Los días pasaban y la princesa Siara se asomaba en su balcón con la esperanza de que un hombre diferente a los demás la conquiste a primera vista y le robe todas las sonrisas que ella tenía guardada en lo más profundo de su alma.

—Bella princesa, he venido desde lejos, nadando millas en el océano, peleando con tiburones, combatí en el mar solo para venir hasta aquí y pedir tu mano, bella princesa, regálame esa dicha de estar contigo. – decía un caballero con la armadura rota. La princesa no respondió a la petición del hombre y se escondió en su habitación.

Caballeros, combatientes, guerreros y luchadores venían hacia el castillo de la princesa y ni uno era bien recibido, todos eran rechazados, algunos ni eran escuchados. La princesa a veces pasaba horas encerrada en su habitación, pero aun así no perdía la esperanza de sonreír de nuevo.

Una tarde de sol y lluvia se formó un bello arcoiris a las orillas del río, la princesa jugaba con las aguas brillosas y un caballero apareció entre las rosas y flores del jardín del castillo.

—Tenga buen día bella princesa Siara, soy un caballero que viene desde lejos, que no he combatido con dragones y leones, el brillo de mi espada no ha sido opacado por ninguna muerte ni mucho menos con sangre, he venido hasta aquí sin armadura porque no la he necesitado, he venido hasta aquí sin matar a nadie.

La princesa Siara se puso de pie y vio a un caballero alto, de cabello castaño y tez clara, con una mirada llena de puro amor y ternura, no había maldad en los ojos de aquel caballero, solo había bondad y buenos valores.

—Tenga usted, princesa Siara, mi bondad, mi amor, mi corazón. – dijo el caballero y sacó un diamante en forma de corazón del bolsillo de su pecho.

La princesa Siara, recibió temerosa el diamante y lo guardó en el bolsillo más secreto de su celeste vestido.

—Soy yo el feliz hombre que viene a pedir su mano, que le pide volar juntos sobre los cielos y sobre los arcoiris, que vayamos a tierras donde no exista muerte ni sangre, donde todo sea armonía y paz, para amarla, cuidarla y juntos llegar al paraíso.

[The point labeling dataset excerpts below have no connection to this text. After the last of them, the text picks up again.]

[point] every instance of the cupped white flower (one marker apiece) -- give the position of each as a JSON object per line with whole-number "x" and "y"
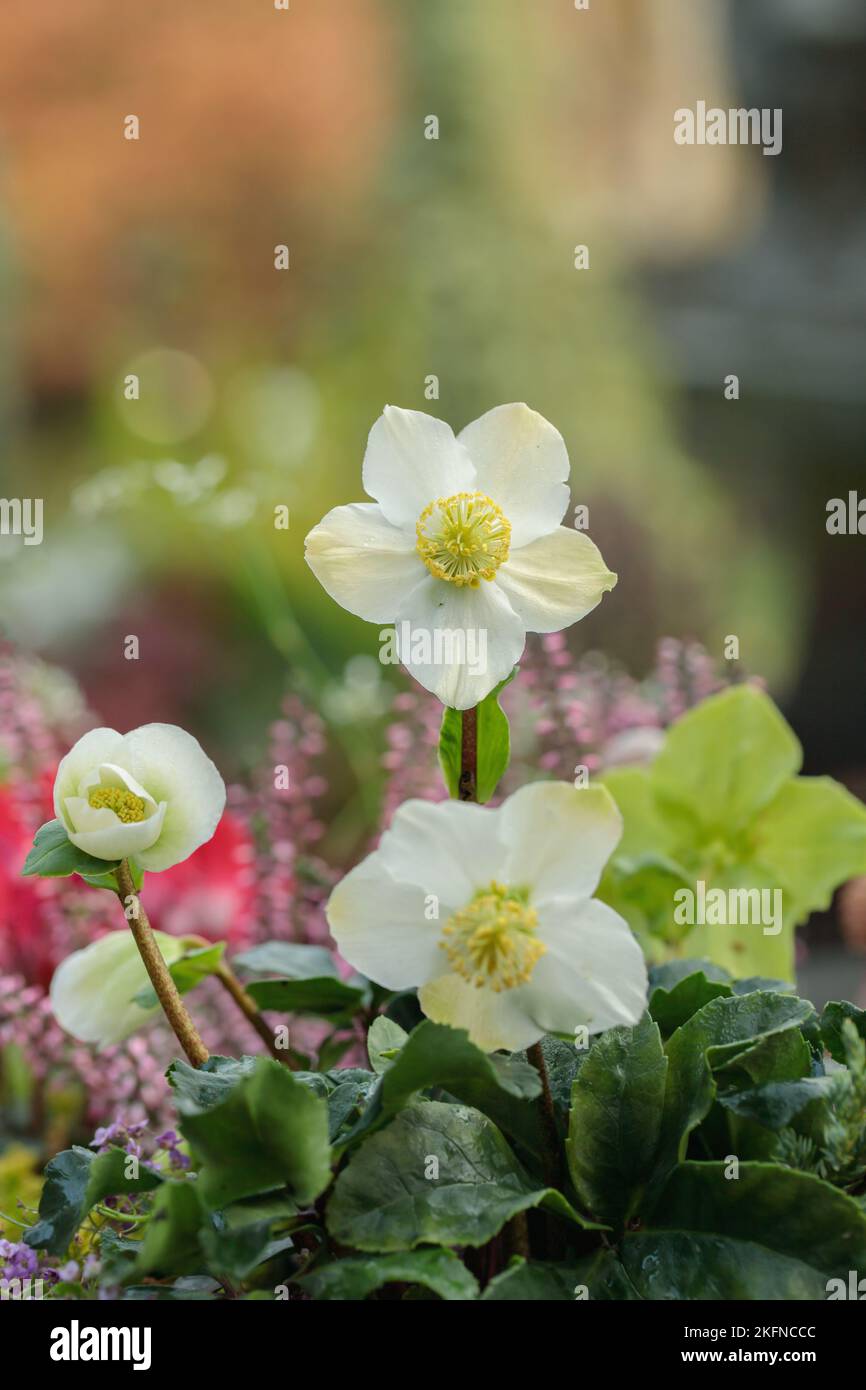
{"x": 463, "y": 549}
{"x": 152, "y": 794}
{"x": 93, "y": 990}
{"x": 489, "y": 912}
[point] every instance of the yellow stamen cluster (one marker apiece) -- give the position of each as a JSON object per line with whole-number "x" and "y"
{"x": 125, "y": 805}
{"x": 463, "y": 538}
{"x": 492, "y": 941}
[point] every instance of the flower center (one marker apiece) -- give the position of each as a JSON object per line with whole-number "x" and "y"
{"x": 492, "y": 941}
{"x": 125, "y": 805}
{"x": 463, "y": 538}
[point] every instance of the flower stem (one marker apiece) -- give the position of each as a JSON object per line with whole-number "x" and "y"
{"x": 551, "y": 1148}
{"x": 469, "y": 755}
{"x": 160, "y": 977}
{"x": 246, "y": 1004}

—He esperado todos los días con este momento, un caballero diferente, cuya mirada lo dice todo, que desea vivir en paz y amarme.

La princesa cogió la mano de aquel caballero y empezaron un baile al ritmo del latido de sus corazones y del canto de los pajarillos. El rey y su esposa habían presenciado todo el acto y mandaron a reventar los mejores fuegos artificiales para dar una ilusión de fantasía en el cielo.

—Volemos juntos princesa, ahora en sus manos está mi corazón, vayamos más allá del horizonte.

—Los caballos y el carruaje ya están listos. – respondió la princesa.

—No es necesario, sí podemos volar y estar cerca de las nubes. – dijo el caballero y llevó de la mano a la princesa hacia atrás del castillo.

Ahí se encontraba un globo aerostático hecho de las mismas telas que conformaban los vestidos de la princesa.

—Sube, amada mía.

Ambos se fueron volando entre los fuegos artificiales, bajo el cielo y sobre el arcoíris. La princesa volvió a sonreír, su amor brilló tanto, que esa noche no oscureció.